European Union proposes reform to modernise the World Customs Organisation
The European Union has presented for the first time its initiative for a broad reform of the World Customs Organisation (WCO), the global forum that shapes international standards and common action in the field of customs. As the only global organisation dealing with customs matters, the WCO deals with a significant number of topics in the field, as well as those related to international trade, security and transport. However, since its establishment almost 65 years ago, in 1952, the WCO has never undergone a comprehensive reform despite the deep shifts in international trade and new challenges faced by national customs administrations the world over.
The EU sees the need for clearer prioritisation of the WCO’s work in line with the challenges for the next decades, improvements in its governance and decision-making process, and in its efficiency. In its proposal, the EU recommends that the WCO focuses more on strategic priorities reflecting the most important challenges of the 21st century, such as the digitalisation of customs and the use of data, including in dealing with the rise in e-commerce and exchange of information, the contribution of customs to the protection of the environment and the green agenda, the development of single window approaches and coordinated border management to simplify customs clearance for businesses, and the strengthening of risk management by customs authorities.
For the EU, the governance methods at the WCO should be further addressed so that the organisation can play its full role in a dynamic international environment.
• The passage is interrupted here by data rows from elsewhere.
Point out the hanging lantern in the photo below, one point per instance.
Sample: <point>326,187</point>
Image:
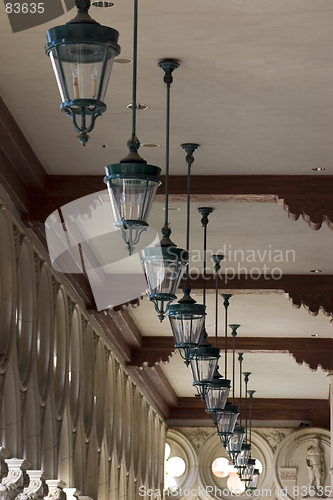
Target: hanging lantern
<point>243,456</point>
<point>186,320</point>
<point>132,187</point>
<point>164,267</point>
<point>203,365</point>
<point>247,472</point>
<point>82,54</point>
<point>217,396</point>
<point>164,264</point>
<point>235,443</point>
<point>253,484</point>
<point>226,423</point>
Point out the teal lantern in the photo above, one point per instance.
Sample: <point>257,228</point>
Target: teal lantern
<point>82,54</point>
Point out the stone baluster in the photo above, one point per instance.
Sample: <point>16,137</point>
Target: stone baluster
<point>3,466</point>
<point>37,488</point>
<point>13,484</point>
<point>72,493</point>
<point>56,487</point>
<point>330,382</point>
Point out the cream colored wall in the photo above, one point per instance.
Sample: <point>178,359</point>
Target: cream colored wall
<point>68,407</point>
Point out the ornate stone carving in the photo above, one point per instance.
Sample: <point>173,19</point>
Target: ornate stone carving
<point>96,340</point>
<point>275,438</point>
<point>313,301</point>
<point>315,463</point>
<point>288,474</point>
<point>198,437</point>
<point>3,466</point>
<point>13,484</point>
<point>37,488</point>
<point>55,489</point>
<point>314,212</point>
<point>84,324</point>
<point>55,289</point>
<point>106,354</point>
<point>70,310</point>
<point>72,493</point>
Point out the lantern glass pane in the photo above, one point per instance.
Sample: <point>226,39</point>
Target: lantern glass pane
<point>163,275</point>
<point>243,456</point>
<point>203,368</point>
<point>186,328</point>
<point>82,70</point>
<point>248,470</point>
<point>236,442</point>
<point>216,398</point>
<point>131,199</point>
<point>226,422</point>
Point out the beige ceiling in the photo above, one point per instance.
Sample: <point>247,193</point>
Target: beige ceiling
<point>255,90</point>
<point>254,87</point>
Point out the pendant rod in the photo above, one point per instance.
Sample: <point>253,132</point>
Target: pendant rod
<point>216,306</point>
<point>233,369</point>
<point>240,359</point>
<point>135,67</point>
<point>167,155</point>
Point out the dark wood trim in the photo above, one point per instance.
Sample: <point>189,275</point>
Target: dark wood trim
<point>144,381</point>
<point>315,411</point>
<point>62,189</point>
<point>244,282</point>
<point>313,352</point>
<point>21,173</point>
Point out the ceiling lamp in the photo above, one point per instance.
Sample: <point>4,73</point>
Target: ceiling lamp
<point>253,484</point>
<point>227,420</point>
<point>132,183</point>
<point>245,453</point>
<point>205,358</point>
<point>226,423</point>
<point>235,443</point>
<point>218,392</point>
<point>248,471</point>
<point>164,264</point>
<point>82,54</point>
<point>187,317</point>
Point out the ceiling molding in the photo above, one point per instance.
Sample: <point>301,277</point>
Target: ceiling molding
<point>313,211</point>
<point>63,189</point>
<point>314,410</point>
<point>313,301</point>
<point>314,352</point>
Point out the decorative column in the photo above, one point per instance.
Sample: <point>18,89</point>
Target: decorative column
<point>330,382</point>
<point>13,484</point>
<point>56,487</point>
<point>37,487</point>
<point>72,493</point>
<point>3,455</point>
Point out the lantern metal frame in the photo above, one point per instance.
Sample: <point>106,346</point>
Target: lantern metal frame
<point>131,170</point>
<point>84,32</point>
<point>187,309</point>
<point>167,254</point>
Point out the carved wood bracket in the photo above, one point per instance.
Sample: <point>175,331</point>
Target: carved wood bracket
<point>313,211</point>
<point>313,301</point>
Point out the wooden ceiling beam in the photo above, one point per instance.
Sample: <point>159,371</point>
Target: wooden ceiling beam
<point>315,411</point>
<point>313,352</point>
<point>62,189</point>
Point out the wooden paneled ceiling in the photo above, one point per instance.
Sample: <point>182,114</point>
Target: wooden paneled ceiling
<point>254,89</point>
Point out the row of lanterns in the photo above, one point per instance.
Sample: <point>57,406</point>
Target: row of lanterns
<point>82,53</point>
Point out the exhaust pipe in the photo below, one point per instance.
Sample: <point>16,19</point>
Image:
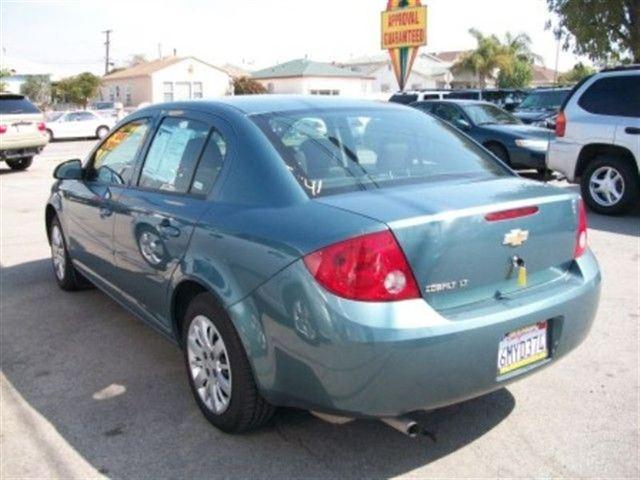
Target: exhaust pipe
<point>404,425</point>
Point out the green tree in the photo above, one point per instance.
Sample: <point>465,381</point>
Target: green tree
<point>37,88</point>
<point>604,30</point>
<point>78,89</point>
<point>489,56</point>
<point>577,73</point>
<point>247,86</point>
<point>519,75</point>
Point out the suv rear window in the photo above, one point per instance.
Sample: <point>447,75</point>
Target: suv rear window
<point>13,105</point>
<point>343,150</point>
<point>619,96</point>
<point>404,98</point>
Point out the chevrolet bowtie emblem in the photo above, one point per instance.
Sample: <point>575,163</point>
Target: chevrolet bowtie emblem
<point>515,237</point>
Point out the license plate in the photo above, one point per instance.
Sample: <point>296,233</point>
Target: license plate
<point>522,347</point>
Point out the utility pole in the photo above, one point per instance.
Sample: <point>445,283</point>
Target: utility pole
<point>107,44</point>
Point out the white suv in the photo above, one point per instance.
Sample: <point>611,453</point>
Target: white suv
<point>598,139</point>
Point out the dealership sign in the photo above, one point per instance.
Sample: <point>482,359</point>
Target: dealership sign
<point>404,30</point>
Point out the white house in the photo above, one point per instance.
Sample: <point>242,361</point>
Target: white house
<point>307,77</point>
<point>427,72</point>
<point>165,80</point>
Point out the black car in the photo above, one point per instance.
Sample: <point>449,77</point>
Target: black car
<point>541,106</point>
<point>516,144</point>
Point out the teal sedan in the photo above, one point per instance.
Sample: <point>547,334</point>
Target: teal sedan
<point>351,258</point>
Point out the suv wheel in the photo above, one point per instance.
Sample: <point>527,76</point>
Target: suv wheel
<point>20,163</point>
<point>219,374</point>
<point>610,185</point>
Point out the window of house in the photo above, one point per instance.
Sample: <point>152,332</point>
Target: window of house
<point>167,91</point>
<point>173,155</point>
<point>210,164</point>
<point>114,161</point>
<point>197,89</point>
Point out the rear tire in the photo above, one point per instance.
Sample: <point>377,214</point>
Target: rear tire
<point>64,272</point>
<point>20,163</point>
<point>499,151</point>
<point>610,185</point>
<point>228,398</point>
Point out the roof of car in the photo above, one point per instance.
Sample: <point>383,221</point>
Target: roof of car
<point>256,104</point>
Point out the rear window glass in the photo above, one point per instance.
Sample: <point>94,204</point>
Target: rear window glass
<point>15,105</point>
<point>342,150</point>
<point>618,96</point>
<point>404,98</point>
Transparency, institutional and decision-making processes must be improved. The EU also proposes that the means by which the WCO is funded should be examined to ensure long-term sustainability of the Organization to improve its standing in the global multilateral architecture, especially in the wake of the COVID-19 pandemic and as part of the economic recovery.
The modernisation initiative aims to help strengthen the WCO’s position as a key multilateral institution and help it address developments in today’s ever-changing international trade environment more effectively, while supporting the green and digital transitions.
About the World Customs Organisation
The WCO has more than 180 members, including the EU and its Member States. One of its big achievements is the harmonised coding system for trade in goods (HS nomenclature). The WCO would have limited means to enforce strategic reforms and many countries that during the first phase of the pandemic temporarily accepted digital forms are currently digitalising their customs procedures again. CLEPA supports harmonisation and digitalisation of customs procedures. Different application of customs procedures remains a significant hurdle to trade both globally and among the 27 different customs authorities of EU Member states.